Nov 2, 2012

Zaskoczyła znienacka - grypa



          Ostatnimi czasy szczęście się mnie nie trzyma. Pech za pechem pcha się w moje życie związane z bieganiem. Ucierpiała moja forma w wyniku bardzo długiej przerwy związanej z kontuzją. Kiedy byłem już pełen optymizmu i zapału na nadchodzące nowe treningi, życie znowu sprawiło mi psikusa w postaci choroby .
            Być może nie ma co siać paniki , nie doskwiera mi  nic strasznego i co najuważniejsze żyć będę. Ale sami wiecie jak uporczywe dla każdej osoby a co dopiero sportowca może być zwykłe przeziębienie bądź grypa. Tym razem dopadło mnie to choróbsko dość intensywnie i nie ma co ukrywać, leżę i męczę się w łóżku. Toczę niemałą walką-  ja kontra grypa ,a przy tym kolejny raz zaniedbuję moją formę i opuszczam treningi .

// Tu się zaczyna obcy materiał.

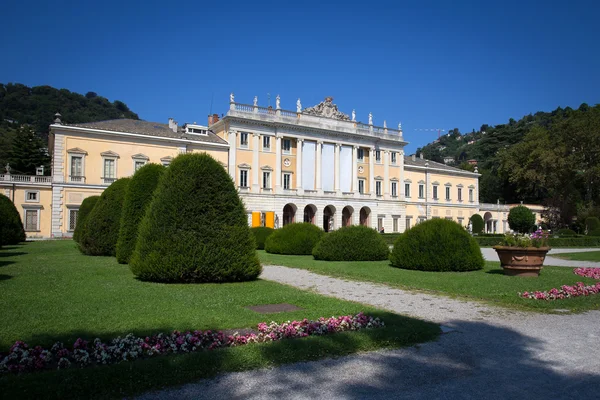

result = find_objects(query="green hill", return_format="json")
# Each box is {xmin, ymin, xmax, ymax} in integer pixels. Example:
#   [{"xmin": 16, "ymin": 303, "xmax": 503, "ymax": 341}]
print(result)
[{"xmin": 0, "ymin": 83, "xmax": 139, "ymax": 174}]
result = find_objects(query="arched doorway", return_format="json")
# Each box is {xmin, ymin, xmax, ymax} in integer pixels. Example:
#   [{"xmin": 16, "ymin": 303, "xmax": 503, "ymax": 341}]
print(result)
[
  {"xmin": 360, "ymin": 207, "xmax": 371, "ymax": 226},
  {"xmin": 323, "ymin": 206, "xmax": 335, "ymax": 232},
  {"xmin": 304, "ymin": 204, "xmax": 317, "ymax": 225},
  {"xmin": 342, "ymin": 206, "xmax": 354, "ymax": 227},
  {"xmin": 283, "ymin": 204, "xmax": 296, "ymax": 226}
]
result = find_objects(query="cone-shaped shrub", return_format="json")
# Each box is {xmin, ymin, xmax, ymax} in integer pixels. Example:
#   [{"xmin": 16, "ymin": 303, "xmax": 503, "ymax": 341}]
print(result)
[
  {"xmin": 79, "ymin": 178, "xmax": 131, "ymax": 256},
  {"xmin": 265, "ymin": 222, "xmax": 325, "ymax": 255},
  {"xmin": 117, "ymin": 164, "xmax": 165, "ymax": 264},
  {"xmin": 129, "ymin": 154, "xmax": 261, "ymax": 282},
  {"xmin": 390, "ymin": 218, "xmax": 484, "ymax": 271},
  {"xmin": 73, "ymin": 196, "xmax": 100, "ymax": 243},
  {"xmin": 0, "ymin": 194, "xmax": 26, "ymax": 245},
  {"xmin": 250, "ymin": 226, "xmax": 275, "ymax": 250},
  {"xmin": 313, "ymin": 225, "xmax": 390, "ymax": 261}
]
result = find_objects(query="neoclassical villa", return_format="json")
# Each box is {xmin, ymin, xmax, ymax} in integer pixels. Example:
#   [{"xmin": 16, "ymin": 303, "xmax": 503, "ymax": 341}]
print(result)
[{"xmin": 0, "ymin": 94, "xmax": 541, "ymax": 238}]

            Wiem, wiem, że część z Was może uważać, że treningi nie uciekną i nie ma co ubolewać nad tym faktem, ale dla  sportowca każdy opuszczony trening  jest dość istotny. Cóż, jednak zdrowie jest ważniejsze i czas się wykurować. Mam nadzieję tylko, że kiedy poprawi się moja odporność i  będę w pełni sił , już nic nie stanie mi na drodze i ponownie będę mógł kontynuować swoje treningi  z pełnym zapałem, tak jak to miało miejsce tuż przed kontuzją, kiedy naprawdę byłem w całkiem niezłej formie.
           Póki co uciekam do łóżka toczyć dalszy bój z grypą,  na dodatek dopadła mnie jeszcze mega gorączka. Mam nadzieję, że trochę gripexu i polopiryny pozwoli mi stanąć ponownie na nogi.